The rebuild took 60 days: documented forecast methodology, rebuilt Salesforce reports with annotation and owner fields, a structured onboarding playbook, and a system health dashboard the CEO could read without interpretation. Forecast accuracy recovered to 89%. Revenue continuity was maintained throughout the transition. Zero external disruption.

Frequently Asked Questions

What is system resilience in B2B revenue operations?

System resilience is the degree to which a revenue system can operate consistently when key individuals are unavailable. Through attrition, absence, or growth. A resilient system has documented processes, annotated reporting, structured handoffs, and onboarding infrastructure that allows any qualified person to maintain continuity. A non-resilient system is one where critical knowledge lives in people rather than the system.

How do you make a revenue system less dependent on key individuals?

Start by mapping every critical function to the person currently running it and ask: if that person left tomorrow, would this function continue? For each gap, build documentation: the decision logic for the forecast, the annotation for every report, the process steps for every recurring task. The goal is not to replace people. It is to make the system's operation independent of any one person's continued presence.
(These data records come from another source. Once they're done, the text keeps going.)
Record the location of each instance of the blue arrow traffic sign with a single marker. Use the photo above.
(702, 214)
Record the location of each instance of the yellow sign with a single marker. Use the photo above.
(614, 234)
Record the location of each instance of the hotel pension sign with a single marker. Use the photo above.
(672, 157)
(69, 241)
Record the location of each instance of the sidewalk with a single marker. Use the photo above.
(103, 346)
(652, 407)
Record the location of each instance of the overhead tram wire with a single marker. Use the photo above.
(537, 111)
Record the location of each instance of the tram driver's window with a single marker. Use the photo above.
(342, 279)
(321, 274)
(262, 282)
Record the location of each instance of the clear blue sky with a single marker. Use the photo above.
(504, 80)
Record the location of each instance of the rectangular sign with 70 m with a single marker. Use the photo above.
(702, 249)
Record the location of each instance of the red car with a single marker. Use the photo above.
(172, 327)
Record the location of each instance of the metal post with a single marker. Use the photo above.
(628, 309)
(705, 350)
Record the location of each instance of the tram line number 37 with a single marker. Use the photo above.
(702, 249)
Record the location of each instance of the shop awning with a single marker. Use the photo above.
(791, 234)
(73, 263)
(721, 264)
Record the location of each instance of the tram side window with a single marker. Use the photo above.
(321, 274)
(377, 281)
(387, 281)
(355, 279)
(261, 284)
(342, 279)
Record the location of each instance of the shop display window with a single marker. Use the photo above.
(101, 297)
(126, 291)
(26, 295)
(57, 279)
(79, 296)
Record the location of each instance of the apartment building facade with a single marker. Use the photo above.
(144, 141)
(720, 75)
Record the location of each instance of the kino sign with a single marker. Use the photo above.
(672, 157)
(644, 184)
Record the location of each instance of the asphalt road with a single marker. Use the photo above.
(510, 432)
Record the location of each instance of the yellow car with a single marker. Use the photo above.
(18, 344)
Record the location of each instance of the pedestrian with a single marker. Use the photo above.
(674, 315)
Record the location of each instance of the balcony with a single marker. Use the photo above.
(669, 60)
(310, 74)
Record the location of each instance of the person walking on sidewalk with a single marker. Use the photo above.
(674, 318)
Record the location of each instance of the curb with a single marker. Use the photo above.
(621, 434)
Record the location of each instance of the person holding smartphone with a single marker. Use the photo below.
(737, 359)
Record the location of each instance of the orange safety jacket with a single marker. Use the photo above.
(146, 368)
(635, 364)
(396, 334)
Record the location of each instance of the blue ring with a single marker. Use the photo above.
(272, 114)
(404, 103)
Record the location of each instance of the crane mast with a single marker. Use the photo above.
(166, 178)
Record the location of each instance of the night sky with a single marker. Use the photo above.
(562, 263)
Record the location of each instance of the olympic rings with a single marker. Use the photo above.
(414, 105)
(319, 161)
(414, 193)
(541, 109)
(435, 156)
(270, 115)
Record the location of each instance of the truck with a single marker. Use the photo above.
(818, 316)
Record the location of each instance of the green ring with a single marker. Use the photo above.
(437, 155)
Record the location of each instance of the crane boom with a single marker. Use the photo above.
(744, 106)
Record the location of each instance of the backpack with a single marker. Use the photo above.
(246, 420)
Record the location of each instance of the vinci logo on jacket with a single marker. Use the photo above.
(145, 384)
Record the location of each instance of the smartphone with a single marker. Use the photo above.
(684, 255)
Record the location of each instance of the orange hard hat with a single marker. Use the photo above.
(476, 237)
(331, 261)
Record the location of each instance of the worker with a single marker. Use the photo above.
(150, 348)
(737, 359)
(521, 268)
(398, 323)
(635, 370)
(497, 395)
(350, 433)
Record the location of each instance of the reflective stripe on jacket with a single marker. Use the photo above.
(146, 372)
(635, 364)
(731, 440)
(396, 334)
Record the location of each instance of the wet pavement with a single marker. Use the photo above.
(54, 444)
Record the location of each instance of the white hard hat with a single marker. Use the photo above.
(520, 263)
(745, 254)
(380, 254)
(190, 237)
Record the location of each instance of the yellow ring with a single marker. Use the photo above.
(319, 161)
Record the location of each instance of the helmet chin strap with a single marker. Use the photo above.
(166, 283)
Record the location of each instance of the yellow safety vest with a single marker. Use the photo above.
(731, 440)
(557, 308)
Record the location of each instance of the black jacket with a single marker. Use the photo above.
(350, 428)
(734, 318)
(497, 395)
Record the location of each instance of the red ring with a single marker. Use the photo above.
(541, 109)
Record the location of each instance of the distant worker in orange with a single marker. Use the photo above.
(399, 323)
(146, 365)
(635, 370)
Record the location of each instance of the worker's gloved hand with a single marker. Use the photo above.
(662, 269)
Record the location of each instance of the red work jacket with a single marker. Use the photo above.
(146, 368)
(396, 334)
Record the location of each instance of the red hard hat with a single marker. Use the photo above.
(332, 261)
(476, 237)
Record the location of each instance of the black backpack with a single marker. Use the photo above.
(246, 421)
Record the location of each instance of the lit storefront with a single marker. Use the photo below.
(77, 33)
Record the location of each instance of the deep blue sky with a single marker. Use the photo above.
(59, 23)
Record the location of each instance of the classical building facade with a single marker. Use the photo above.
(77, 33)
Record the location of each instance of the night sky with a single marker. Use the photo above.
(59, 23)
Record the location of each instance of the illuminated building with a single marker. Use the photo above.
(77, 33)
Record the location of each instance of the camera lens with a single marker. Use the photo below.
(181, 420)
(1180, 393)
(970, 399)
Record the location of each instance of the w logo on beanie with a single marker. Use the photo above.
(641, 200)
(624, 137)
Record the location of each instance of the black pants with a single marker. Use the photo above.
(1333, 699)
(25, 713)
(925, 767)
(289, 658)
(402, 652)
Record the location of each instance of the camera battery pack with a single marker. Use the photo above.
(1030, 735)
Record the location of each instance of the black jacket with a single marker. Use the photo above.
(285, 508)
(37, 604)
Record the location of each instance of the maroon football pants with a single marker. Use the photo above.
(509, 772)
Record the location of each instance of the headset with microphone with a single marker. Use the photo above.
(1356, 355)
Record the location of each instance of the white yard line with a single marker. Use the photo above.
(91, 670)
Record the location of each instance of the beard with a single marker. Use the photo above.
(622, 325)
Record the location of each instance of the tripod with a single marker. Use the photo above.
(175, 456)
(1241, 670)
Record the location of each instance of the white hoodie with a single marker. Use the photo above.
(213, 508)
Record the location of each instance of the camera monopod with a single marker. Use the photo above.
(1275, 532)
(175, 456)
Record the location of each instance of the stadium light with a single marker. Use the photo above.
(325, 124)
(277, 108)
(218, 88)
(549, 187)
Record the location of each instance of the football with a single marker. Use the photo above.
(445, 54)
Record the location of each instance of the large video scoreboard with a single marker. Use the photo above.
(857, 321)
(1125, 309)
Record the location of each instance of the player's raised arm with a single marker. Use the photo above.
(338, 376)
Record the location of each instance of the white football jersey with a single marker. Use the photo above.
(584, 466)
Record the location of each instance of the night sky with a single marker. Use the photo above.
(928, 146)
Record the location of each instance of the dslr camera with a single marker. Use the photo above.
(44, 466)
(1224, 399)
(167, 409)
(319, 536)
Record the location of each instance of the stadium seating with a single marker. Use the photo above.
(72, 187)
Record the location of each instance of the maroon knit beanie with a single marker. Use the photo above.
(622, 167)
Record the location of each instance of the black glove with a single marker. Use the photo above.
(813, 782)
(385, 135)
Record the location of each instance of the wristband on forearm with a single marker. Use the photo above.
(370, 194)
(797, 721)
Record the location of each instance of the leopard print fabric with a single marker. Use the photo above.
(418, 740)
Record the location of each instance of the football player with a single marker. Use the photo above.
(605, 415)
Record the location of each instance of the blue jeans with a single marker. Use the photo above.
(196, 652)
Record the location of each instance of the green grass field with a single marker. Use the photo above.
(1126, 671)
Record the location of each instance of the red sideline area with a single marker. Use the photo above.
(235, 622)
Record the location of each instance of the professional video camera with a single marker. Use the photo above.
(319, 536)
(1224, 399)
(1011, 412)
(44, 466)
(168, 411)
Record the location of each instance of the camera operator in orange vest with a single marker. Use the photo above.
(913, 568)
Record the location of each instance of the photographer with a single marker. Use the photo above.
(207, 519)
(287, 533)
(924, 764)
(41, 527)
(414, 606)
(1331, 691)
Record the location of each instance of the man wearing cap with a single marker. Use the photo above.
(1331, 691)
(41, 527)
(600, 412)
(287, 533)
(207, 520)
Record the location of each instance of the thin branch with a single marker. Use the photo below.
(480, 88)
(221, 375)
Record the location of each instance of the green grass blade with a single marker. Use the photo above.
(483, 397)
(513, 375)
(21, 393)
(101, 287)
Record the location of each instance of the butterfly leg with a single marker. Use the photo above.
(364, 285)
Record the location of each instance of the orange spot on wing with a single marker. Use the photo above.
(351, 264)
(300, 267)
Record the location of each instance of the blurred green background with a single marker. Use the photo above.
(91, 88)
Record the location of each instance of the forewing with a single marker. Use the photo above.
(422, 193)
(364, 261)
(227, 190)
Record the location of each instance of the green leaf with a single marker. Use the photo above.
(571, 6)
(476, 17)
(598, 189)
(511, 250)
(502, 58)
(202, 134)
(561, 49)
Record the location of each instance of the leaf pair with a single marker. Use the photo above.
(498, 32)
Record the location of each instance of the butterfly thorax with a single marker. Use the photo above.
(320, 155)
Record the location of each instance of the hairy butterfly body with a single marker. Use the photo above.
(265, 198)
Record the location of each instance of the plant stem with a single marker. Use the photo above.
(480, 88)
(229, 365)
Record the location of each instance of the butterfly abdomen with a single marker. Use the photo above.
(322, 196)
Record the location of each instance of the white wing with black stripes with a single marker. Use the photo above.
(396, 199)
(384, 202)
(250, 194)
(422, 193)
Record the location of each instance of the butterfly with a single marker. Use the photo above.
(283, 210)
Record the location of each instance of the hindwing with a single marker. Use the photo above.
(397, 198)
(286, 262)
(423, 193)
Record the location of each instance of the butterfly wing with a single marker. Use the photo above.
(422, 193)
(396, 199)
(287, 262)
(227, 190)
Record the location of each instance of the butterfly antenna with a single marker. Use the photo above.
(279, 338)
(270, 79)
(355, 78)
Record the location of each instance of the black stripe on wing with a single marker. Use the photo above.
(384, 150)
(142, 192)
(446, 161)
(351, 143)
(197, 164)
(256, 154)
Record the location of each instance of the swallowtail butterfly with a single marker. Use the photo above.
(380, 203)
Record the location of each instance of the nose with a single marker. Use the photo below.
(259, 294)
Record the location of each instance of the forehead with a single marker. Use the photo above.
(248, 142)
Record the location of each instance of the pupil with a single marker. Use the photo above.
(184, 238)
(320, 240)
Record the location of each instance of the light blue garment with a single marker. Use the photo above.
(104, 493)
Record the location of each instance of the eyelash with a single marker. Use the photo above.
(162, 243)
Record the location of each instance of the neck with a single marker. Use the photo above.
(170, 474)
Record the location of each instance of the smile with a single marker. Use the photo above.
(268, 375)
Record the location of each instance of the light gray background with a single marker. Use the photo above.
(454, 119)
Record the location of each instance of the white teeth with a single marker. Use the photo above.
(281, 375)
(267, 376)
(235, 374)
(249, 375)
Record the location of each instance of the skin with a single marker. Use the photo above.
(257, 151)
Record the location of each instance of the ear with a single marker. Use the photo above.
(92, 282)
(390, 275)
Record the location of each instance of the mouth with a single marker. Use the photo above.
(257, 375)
What happens to a B2B pipeline when a VP of Sales leaves?

Typically: deal context is lost for every active opportunity the VP was involved in, forecast methodology disappears with them, and the team loses its primary point of escalation for stalled deals. If the CRM contains deal notes, next actions, and structured stage data, continuity is possible. If deal knowledge lived in the VP's head and email, the pipeline becomes unreliable within weeks. This engagement demonstrates both outcomes. Before and after the resilience rebuild.

How do you maintain forecast accuracy during a leadership transition?

Document the forecast methodology before the transition occurs. This means: the stage probability weightings and their basis, the adjustment factors applied to the weighted number, the deals excluded from forecast and why, and the standard for what counts as "commit" versus "best case." A documented methodology can be executed by anyone with access to the pipeline. An undocumented one disappears with its author.